Características do direito canônico - Raiz dogmática. O direito canônico
não é uma legislação meramente humana. Alguns rituais, como o batismo,
provêm diretamente de Cristo, enquanto outros traduzem a estrutura que
Cristo e os apóstolos criaram para a igreja. Essa estrutura é, ao mesmo
tempo, sobrenatural (mística) e humana (sociológica), e por isso não
pode ser traduzida adequadamente nos termos aplicados às instituições
políticas.
Finalidade espiritual e pastoral - De acordo com o código canônico, "a
lei suprema é a salvação de todos os homens". Suas normas expressam as
condições mínimas permanentes, universais e objetivas para a salvação
dos fiéis. As penas impostas orientam-se no sentido de corrigir os
culpados e preservar os demais fiéis. É comum ser facultada ao juiz ou à
autoridade imediata uma grande flexibilidade na aplicação da norma,
visando o maior bem espiritual das pessoas afetadas.
Relação com outras normas - O código canônico não é a única fonte de
direito eclesiástico, mas a principal, a base geral que deve ser
complementada pelas normas e procedimentos das congregações romanas ou
pelo direito local. Em certos casos, toma como ponto de referência o
direito civil de cada país. Outras fontes são os costumes, a
jurisprudência dos tribunais eclesiásticos e as concordatas firmadas
entre a Santa Sé e este ou aquele estado. No fundo de tudo isso, acha-se
sempre presente a raiz dogmática, a doutrina da igreja.

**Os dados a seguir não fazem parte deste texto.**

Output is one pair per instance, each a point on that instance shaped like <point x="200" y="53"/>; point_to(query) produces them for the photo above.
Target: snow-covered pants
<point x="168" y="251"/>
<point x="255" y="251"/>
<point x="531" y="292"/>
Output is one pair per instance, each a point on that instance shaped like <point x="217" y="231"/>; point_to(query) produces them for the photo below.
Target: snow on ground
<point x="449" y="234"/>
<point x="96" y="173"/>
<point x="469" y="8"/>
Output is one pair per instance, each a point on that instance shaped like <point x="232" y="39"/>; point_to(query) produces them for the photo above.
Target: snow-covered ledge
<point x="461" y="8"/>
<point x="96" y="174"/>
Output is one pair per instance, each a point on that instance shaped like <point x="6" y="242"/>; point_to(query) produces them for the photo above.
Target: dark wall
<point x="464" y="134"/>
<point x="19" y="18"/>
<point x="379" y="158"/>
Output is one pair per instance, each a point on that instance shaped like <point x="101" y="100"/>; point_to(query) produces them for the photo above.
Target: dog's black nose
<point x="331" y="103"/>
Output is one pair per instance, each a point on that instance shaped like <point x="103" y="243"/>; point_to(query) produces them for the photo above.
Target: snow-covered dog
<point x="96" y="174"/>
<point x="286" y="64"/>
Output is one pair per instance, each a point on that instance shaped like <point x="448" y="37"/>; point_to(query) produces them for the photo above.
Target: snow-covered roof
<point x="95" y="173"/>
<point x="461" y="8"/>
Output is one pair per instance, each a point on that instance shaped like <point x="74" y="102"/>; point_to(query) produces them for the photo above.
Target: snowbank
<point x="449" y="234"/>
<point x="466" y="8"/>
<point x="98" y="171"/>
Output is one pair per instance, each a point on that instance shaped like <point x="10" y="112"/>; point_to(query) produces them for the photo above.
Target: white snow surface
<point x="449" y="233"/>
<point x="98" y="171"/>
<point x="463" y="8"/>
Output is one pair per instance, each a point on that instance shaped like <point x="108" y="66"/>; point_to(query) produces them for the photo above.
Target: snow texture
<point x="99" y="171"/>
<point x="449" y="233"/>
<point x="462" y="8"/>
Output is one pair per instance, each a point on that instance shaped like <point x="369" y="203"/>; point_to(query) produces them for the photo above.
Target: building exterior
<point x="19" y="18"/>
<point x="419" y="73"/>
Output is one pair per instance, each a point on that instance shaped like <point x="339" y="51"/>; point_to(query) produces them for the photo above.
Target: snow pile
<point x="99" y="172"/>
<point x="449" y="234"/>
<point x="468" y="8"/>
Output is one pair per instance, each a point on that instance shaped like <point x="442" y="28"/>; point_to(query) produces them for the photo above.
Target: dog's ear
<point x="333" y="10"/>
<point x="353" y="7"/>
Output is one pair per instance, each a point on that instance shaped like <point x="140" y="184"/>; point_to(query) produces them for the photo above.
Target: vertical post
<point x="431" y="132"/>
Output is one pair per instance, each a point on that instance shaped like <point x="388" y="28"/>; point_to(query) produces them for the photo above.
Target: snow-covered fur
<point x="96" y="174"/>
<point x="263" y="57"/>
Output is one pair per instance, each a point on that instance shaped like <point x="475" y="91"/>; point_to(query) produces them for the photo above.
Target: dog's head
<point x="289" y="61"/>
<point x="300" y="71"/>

Adaptação aos tempos - Toda legislação humana deve corresponder às
necessidades sociais de cada época. A vertente humana da igreja vai-se
adaptando, por meio da evolução jurídica. O Código de Direito Canônico
de 1983 suprimiu, por exemplo, alguns privilégios sacerdotais; acolheu
ensinamentos da psicologia moderna ao conceder mais importância à
imaturidade pessoal como causa de anulações de casamento; e assumiu a
descentralização, ao valorizar as igrejas locais e as conferências
episcopais.
Em suma, o equilíbrio entre o respeito aos fundamentos dogmáticos da fé e a adaptação às sucessivas circunstâncias históricas tem constituído o objeto principal das legislações de direito canônico, e por sua inerente dificuldade o esforço nunca deixou de suscitar muitas polêmicas.